Today, Facebook and Google control nearly 60% of digital ad spending. However, like those before it, regulators in the United States and Europe have the duopoly in their crosshairs. And inspired by notable 2018 exits, such as Qualtrics, Yext, Marketo and Datorama, startups will continue to battle for the crown.
VCs are eternal optimists (within their own portfolios)
Nearly all board meetings of VC-backed companies begin with the same formula written on a whiteboard:
Balance sheet cash - Monthly cash burn = Months of survival
Management has three levers to adjust the two variables: increase revenue, reduce cash expenses or raise capital. A final resort is to merge with a similarly situated mar tech vendor hoping that synergies and scale will enable the combined firm to increase pricing power and be one of the chosen few adopted by marketing departments.
In other words, they can add complexity to the cap table and hope that better days are ahead for an accretive exit.
Zero barriers to entry
Right now, you can reach into your wallet, pull out a credit card and launch a mar tech company. With the availability of open-source software and infrastructure-as-a-service enabling platforms to build upon, there are 6,242 mar tech vendors jousting for $44 billion of digital ad spend left over by Google and Facebook.
What about M&A?
Adobe, Salesforce and Oracle will continue bolstering their data, sales and marketing clouds.
The jockeying amongst the rivals reached a fever pitch in 2018. Adobe’s $4.8 billion acquisition of Marketo provides a defense against Salesforce’s historical strength in B2B. Similarly, Adobe’s $1.7 billion purchase of Magento appears to be a strike at Salesforce’s acquisition of Magento rival, Demandware.
Given the vast data sets across Salesforce’s clouds, its $800 million purchase of Datorama is an attempt to better extract and harmonize intelligence from disparate data sources. Lastly, in response to brand-safety concerns, Oracle acquired Grapeshot for $400 million to pair with Moat to track fraud, viewability and engagement metrics.

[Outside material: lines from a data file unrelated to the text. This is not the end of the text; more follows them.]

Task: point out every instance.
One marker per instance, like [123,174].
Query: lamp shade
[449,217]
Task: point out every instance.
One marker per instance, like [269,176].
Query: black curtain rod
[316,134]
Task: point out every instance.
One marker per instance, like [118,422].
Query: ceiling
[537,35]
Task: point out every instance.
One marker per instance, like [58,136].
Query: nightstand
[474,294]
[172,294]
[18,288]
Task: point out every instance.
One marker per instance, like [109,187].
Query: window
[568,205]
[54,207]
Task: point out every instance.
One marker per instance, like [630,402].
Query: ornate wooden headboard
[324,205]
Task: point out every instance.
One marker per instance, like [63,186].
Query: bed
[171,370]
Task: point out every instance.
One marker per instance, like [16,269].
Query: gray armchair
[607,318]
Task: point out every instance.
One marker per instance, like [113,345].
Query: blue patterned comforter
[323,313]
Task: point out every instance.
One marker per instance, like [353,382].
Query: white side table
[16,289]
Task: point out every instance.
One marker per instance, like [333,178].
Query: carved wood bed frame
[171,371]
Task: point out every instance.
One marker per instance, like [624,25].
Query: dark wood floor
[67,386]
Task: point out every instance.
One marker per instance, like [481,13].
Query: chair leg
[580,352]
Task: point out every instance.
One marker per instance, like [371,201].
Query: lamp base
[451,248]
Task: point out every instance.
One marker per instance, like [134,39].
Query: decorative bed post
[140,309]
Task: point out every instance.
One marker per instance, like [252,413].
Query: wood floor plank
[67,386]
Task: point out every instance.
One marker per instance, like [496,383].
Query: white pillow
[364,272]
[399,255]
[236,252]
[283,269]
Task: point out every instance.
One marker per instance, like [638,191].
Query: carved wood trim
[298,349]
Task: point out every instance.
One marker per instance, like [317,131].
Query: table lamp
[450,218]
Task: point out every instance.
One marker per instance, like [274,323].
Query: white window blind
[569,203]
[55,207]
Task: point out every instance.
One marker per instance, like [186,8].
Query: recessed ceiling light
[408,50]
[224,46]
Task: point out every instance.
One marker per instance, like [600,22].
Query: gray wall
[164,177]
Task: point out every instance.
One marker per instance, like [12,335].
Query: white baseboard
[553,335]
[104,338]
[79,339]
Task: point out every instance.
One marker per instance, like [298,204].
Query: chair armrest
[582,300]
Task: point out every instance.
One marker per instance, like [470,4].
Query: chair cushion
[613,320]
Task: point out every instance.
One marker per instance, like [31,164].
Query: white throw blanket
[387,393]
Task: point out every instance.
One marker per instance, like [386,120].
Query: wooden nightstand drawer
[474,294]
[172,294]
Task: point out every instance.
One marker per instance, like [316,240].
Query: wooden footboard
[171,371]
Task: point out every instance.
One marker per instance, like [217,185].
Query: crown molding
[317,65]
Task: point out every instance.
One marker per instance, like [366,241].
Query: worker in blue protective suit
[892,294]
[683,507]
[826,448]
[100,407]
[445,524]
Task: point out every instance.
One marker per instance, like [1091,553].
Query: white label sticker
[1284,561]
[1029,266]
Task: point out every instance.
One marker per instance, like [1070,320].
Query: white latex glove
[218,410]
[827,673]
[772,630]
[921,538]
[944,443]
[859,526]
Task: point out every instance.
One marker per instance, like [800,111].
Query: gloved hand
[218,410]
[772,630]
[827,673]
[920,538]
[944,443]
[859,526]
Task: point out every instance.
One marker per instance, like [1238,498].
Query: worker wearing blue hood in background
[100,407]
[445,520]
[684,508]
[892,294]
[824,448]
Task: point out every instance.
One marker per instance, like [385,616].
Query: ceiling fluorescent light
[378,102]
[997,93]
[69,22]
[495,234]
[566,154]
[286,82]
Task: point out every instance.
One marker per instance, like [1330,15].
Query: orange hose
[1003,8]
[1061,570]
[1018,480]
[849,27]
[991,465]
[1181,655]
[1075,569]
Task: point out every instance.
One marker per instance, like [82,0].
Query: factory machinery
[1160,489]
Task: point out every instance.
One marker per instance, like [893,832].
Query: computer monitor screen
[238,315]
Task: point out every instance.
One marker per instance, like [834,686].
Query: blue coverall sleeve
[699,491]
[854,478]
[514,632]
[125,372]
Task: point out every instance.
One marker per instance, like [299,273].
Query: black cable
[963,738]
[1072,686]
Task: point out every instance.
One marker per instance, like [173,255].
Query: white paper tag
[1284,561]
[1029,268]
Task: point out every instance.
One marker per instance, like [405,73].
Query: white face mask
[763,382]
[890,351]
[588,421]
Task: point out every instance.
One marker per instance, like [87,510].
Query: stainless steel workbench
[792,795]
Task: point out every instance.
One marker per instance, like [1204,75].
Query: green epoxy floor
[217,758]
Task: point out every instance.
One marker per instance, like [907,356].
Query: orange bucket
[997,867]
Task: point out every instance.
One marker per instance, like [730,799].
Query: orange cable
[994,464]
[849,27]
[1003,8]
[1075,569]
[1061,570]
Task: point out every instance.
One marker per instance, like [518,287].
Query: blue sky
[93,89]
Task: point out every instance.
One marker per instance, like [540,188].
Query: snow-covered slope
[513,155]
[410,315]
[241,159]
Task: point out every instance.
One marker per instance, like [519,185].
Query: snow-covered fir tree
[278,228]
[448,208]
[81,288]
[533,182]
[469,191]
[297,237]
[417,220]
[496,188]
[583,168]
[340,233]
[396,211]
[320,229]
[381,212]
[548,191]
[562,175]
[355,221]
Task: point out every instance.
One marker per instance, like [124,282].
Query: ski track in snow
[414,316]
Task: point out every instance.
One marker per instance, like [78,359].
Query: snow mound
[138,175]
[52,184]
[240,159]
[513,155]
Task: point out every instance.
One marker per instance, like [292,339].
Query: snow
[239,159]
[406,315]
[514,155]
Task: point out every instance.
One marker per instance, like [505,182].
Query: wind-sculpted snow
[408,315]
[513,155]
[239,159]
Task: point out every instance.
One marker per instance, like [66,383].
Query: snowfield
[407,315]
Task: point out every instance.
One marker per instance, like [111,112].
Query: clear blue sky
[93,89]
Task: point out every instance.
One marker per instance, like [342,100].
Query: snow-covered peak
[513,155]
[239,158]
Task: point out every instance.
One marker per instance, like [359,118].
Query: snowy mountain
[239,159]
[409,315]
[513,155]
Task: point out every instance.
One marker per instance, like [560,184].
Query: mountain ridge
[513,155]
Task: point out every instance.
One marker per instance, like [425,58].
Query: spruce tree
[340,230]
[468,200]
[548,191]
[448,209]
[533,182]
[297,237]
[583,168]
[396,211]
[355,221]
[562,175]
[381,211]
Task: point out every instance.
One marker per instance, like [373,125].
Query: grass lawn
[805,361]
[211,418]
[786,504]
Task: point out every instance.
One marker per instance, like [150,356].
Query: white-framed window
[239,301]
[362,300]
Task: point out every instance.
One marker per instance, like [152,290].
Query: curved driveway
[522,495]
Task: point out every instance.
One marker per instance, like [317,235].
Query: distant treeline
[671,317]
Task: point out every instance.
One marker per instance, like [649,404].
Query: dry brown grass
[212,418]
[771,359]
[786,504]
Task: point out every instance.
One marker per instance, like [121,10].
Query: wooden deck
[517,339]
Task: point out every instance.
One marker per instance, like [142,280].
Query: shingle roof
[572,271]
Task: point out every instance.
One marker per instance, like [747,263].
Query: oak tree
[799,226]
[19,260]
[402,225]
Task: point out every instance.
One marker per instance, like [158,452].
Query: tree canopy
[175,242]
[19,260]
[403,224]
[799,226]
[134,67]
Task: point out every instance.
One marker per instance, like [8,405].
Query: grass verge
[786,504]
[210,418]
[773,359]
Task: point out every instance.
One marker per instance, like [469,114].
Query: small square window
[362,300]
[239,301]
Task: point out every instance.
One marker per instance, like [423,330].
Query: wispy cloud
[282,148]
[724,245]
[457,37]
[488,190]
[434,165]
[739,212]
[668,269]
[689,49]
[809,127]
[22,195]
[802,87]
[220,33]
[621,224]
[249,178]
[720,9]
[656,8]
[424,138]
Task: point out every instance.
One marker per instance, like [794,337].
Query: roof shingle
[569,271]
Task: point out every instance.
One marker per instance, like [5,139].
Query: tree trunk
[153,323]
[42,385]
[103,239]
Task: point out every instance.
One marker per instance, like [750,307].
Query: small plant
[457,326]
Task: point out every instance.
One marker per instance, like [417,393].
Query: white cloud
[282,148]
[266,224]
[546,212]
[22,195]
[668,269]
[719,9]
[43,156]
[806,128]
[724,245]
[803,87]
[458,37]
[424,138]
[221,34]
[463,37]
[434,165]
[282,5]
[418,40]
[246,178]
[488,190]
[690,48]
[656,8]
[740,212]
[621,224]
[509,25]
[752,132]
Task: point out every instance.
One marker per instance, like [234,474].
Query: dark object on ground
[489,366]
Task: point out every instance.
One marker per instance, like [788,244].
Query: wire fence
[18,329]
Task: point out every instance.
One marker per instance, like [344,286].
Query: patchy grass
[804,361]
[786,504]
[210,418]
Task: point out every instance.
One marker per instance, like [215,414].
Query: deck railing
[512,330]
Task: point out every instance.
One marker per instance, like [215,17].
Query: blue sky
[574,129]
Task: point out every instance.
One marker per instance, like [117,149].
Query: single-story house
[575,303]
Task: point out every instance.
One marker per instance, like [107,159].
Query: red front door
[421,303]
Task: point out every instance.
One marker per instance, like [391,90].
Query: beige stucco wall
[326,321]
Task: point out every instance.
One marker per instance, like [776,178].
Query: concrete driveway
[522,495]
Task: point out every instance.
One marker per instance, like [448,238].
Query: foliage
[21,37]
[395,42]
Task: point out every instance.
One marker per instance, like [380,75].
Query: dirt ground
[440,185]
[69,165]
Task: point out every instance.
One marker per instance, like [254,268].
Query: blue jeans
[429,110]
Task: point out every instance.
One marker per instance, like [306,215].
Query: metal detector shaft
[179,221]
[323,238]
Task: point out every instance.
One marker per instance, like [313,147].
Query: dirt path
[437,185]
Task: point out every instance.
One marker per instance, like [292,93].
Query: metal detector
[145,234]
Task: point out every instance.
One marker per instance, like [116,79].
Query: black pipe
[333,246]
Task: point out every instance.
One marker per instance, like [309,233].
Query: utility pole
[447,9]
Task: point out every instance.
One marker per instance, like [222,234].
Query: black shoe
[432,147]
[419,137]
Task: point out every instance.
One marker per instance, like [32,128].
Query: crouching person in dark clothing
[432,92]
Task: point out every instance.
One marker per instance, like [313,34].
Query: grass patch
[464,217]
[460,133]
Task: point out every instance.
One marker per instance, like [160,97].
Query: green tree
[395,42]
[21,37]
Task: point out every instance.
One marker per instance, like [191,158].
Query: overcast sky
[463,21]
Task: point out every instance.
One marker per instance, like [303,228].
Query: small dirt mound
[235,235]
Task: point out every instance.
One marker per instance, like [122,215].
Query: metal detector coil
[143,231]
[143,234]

2018 marked large mar tech buyouts and investments by private equity firms.
- Dun & Bradstreet (D&B): Seeking to leverage its legacy Hoovers business into a burgeoning B2B data cloud, D&B has been a serial mar tech acquirer since 2014 with its purchases of Indicee, NetProspex, Avention and investment in SAM.AI. However, suturing those disparate platforms into a unified solution has proved challenging in the public eye. An investor group led by CC Capital, Cannae Holdings and Thomas H. Lee acquired D&B in a leveraged buyout for $6.9 billion.
- Web.com: On the heels of an activist shareholder purchasing a large stake in Web.com, Siris Capital acquired the internet services firm for $2.2 billion.
- Episerver: In the content marketing space, Insight Venture Partners acquired Episerver for $1.1 billion. Episerver itself was the product of a merger with Ektron in 2015.
- Integral Ad Science: Vista Equity kept its foot on the accelerator, pocketed $3 billion from Adobe for Marketo and purchased a majority stake in Integral Ad Science for a reported $850 million valuation. Can mar tech lightning strike twice for Vista Equity?
With $1.5 billion in deployable capital, private equity will certainly contribute to the much-needed mar tech consolidation, even if now proves to be the winter of our discontent.